YEREVAN — Armenia has called on neighboring Iran and the United States to de-escalate their tensions following the assassination of Iranian General Qassem Soleimani.

Official Yerevan also pledged at the weekend to maintain neutrality in the conflict while offering condolences to Tehran over the death of the powerful commander of Iran’s elite Quds Force.

Iran’s Foreign Minister Mohammad Javad Zarif and his Armenian counterpart Zohrab Mnatsakanyan discussed the crisis in a phone call which the Armenian Foreign Ministry said was initiated by the Iranian side.

“On behalf of the Government of Armenia, Foreign Minister Mnatsakanyan expressed condolences to the Government and people of Iran on the demise of the high-ranking Iranian official,” the ministry said in a statement.

It added that Mnatsakanyan also “stressed the importance of preventing further tensions and de-escalating the situation through peaceful means.”

Iran leaders attend Qassem Soleimani funeral

“Iran is a friendly country for us and the United States is a friendly country for us,” Prime Minister Nikol Pashinyan said later on Sunday. “In this situation we certainly cannot be drawn into anti-Iranian actions. We cannot be drawn into anti-American actions either.”
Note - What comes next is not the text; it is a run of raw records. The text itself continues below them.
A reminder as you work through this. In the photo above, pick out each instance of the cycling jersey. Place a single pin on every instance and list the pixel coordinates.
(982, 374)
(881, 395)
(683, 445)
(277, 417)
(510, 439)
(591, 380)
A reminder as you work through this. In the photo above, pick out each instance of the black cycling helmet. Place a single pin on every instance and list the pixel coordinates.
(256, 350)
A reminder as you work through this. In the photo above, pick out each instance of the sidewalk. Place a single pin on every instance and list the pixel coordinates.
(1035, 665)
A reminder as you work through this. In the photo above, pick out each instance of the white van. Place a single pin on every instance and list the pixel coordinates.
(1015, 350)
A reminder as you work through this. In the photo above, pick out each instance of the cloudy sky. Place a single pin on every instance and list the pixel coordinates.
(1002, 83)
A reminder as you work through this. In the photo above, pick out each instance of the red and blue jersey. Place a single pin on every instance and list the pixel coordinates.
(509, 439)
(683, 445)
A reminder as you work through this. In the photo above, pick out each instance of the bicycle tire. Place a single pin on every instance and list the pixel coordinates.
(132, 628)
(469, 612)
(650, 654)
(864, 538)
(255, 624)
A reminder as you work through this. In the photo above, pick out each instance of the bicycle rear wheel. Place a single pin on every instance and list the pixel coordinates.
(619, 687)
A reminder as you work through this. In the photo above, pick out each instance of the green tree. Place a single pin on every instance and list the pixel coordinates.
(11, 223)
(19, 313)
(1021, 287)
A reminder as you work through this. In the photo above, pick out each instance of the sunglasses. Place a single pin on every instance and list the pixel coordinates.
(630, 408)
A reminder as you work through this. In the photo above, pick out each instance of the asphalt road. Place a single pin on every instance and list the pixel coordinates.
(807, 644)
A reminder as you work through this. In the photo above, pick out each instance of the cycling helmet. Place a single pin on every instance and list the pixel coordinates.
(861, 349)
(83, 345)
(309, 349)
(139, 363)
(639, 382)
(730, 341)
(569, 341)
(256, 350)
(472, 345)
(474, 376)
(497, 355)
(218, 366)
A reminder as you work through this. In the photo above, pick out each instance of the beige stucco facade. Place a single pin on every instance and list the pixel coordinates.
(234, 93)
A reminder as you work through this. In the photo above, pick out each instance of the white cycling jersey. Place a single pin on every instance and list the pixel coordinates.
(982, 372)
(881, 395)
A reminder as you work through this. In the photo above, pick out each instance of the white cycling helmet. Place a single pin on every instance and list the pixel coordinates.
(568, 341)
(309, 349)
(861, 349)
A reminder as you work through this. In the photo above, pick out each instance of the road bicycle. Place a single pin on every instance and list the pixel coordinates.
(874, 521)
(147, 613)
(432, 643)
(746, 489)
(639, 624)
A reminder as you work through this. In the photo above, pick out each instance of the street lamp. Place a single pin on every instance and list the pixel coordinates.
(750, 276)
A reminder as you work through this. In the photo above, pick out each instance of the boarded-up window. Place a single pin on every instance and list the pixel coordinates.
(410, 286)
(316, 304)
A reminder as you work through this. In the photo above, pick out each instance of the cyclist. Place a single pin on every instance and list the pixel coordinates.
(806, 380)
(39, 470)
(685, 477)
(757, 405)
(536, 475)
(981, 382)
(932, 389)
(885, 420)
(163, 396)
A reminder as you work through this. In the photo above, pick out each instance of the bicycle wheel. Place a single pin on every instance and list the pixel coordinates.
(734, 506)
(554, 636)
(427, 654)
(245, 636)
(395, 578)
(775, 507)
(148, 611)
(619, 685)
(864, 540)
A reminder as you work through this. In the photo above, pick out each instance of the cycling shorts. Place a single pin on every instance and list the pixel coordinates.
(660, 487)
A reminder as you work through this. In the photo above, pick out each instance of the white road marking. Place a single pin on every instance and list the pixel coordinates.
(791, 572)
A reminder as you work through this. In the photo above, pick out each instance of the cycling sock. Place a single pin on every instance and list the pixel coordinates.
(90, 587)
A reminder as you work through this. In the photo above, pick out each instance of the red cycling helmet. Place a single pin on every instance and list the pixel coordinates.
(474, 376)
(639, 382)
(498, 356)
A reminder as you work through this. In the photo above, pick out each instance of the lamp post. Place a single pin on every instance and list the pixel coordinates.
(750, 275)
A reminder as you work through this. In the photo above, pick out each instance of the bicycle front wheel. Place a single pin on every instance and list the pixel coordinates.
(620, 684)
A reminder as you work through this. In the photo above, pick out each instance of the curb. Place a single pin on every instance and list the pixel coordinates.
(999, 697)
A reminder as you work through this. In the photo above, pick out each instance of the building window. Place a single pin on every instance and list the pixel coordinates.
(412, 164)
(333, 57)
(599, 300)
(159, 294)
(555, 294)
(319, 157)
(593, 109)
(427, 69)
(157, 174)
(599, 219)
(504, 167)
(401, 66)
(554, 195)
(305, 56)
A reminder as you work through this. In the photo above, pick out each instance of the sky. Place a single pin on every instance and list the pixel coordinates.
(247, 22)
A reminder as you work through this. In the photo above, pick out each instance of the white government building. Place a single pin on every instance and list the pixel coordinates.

“So our message is that our partners in Iran and the United States should refrain from steps that would aggravate the already tense situation in our region and international relations,” Pashinyan stressed in a live video address which he aired on Facebook during a hiking tour in northeastern Armenia.

Yerevan was quick to express serious concern after Friday’s U.S. strike in Iraq which killed Soleimani as well as other Iranian military officials and their Iraqi allies. But unlike Russia, Armenia’s main ally, it stopped short of explicitly condemning the assassination.

Soleimani’s killing raised fresh fears in Yerevan of a direct military conflict between the U.S. and Iran which could further complicate Armenia’s transport and trade links to the outside world. Armenia’s top diplomats and military officials discussed potential consequences of the crisis at separate emergency meetings held on Friday.

Pashinian said that he has instructed relevant state bodies to “closely monitor the situation” and make contingency plans. He declined to go into details.

With Armenia’s borders with Azerbaijan and Turkey closed due to the Nagorno-Karabakh conflict, Iran as well as Georgia are the landlocked country’s sole conduits to the outside world. Successive Armenian governments have therefore maintained cordial relations with Tehran.

Pashinyan has repeatedly made clear over the past year that his administration will seek closer Armenian-Iranian political and economic ties despite the U.S. sanctions against the Islamic Republic. He insisted in August that Washington is not pressuring Yerevan to curtail those ties.